Teaching a writing workout workshop yesterday for the Motor Industry Public Affairs Association (MIPAA), much of the focus was on words – emphasising their symbolic value. 

Today’s news shows that all the carefully crafted words in Chancellor Gordon Brown’s conference speech praising the PM (and himself) mean nothing against the under-the-breath remarks of Cherie Blair muttering “that’s a lie” in the nearby exhibition area.  Symbolic of a strained relationship undoubtedly.

The number 10 PR machine has cranked into action – not claiming comments out of context (this time) so much as a journo mishearing the words spoken.   In the US, Bush is busy redefining the meaning of the word torture – in the context of counter-terrorism.  Much as his predecessor redefined the term “sexual relations” in the context of denying wrong-doing.

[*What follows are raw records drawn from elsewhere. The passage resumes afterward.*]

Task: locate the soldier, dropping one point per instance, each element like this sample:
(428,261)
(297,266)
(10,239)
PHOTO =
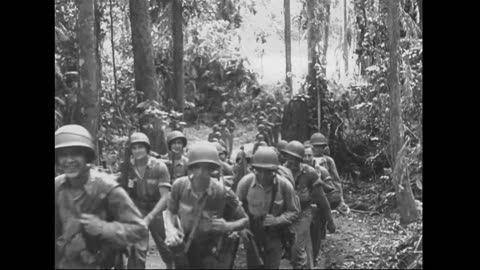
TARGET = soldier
(215,128)
(266,135)
(320,142)
(231,127)
(322,216)
(276,120)
(218,136)
(271,203)
(226,136)
(309,189)
(226,169)
(308,159)
(241,168)
(269,130)
(201,213)
(147,181)
(260,142)
(175,159)
(94,218)
(280,146)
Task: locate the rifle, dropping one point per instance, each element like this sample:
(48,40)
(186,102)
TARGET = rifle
(180,251)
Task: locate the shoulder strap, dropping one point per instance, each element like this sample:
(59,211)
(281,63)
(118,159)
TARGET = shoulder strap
(274,194)
(196,221)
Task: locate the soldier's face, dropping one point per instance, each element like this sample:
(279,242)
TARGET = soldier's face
(292,162)
(139,151)
(72,160)
(177,146)
(308,155)
(319,150)
(264,174)
(201,173)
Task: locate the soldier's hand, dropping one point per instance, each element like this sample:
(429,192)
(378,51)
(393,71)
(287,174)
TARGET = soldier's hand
(147,219)
(270,220)
(92,224)
(219,224)
(173,237)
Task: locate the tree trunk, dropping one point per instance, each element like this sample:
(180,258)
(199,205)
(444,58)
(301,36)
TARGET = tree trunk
(144,68)
(177,33)
(145,75)
(288,46)
(345,36)
(420,11)
(98,44)
(405,200)
(325,38)
(88,66)
(313,39)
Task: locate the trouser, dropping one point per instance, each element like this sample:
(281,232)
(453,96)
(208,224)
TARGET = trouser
(271,251)
(138,254)
(321,215)
(302,248)
(275,133)
(209,253)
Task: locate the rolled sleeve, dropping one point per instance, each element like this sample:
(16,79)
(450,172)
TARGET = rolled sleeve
(234,206)
(292,205)
(128,226)
(164,176)
(174,200)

English is a living language – where the meaning of words is open to adaptation, but their deliberate manipulation to political ends is undoubtedly propaganda.  Something that does remain a dirty word, alongside spin.  Both unfortunately linked too closely with Public Relations – which desperately needs better ethical symbolism.

Driving responsibly

The world of motoring PR today is an odd mix – crisis management with the news of California suing the industry over emissions, Top Gear presenter Richard Hammond injured in pursuing extreme driving for tv audiences and the death of a true gentleman of automotive journalism, Stuart Marshall at the age of 82. 

A common theme might be driving responsibly – are car makers really to blame for the urge of the world for personal mobility, and where are the choices in affordable, convenient and high quality public transport?  Do we have a right to drive fast and risk our own lives on racetracks – and coming on the heels of Steve Irwin, is too much expected of presenters today like modern gladiators in the arena of micro-attention spans? 

Journalists like Stuart Marshall didn’t face such pressures – they politely and competently sought out stories, interviewing executives and building relationships that lasted a lifetime.  A true gentleman according to the response of the automotive PR world in hearing the news of his death.That reputation comes from taking a personal responsibility for how you are viewed – something I’m sure Hammond and Irwin would agree with.  Yes, modern media demands high adrenaline, but the passion comes from a personal responsibility to deliver great television. 

And without personal responsibility and enthusiasm, the world is a poorer place.  Those suing the motor industry should realise it is passion and personal responsibility that will solve environmental problems not legislation and state control over individual behaviour.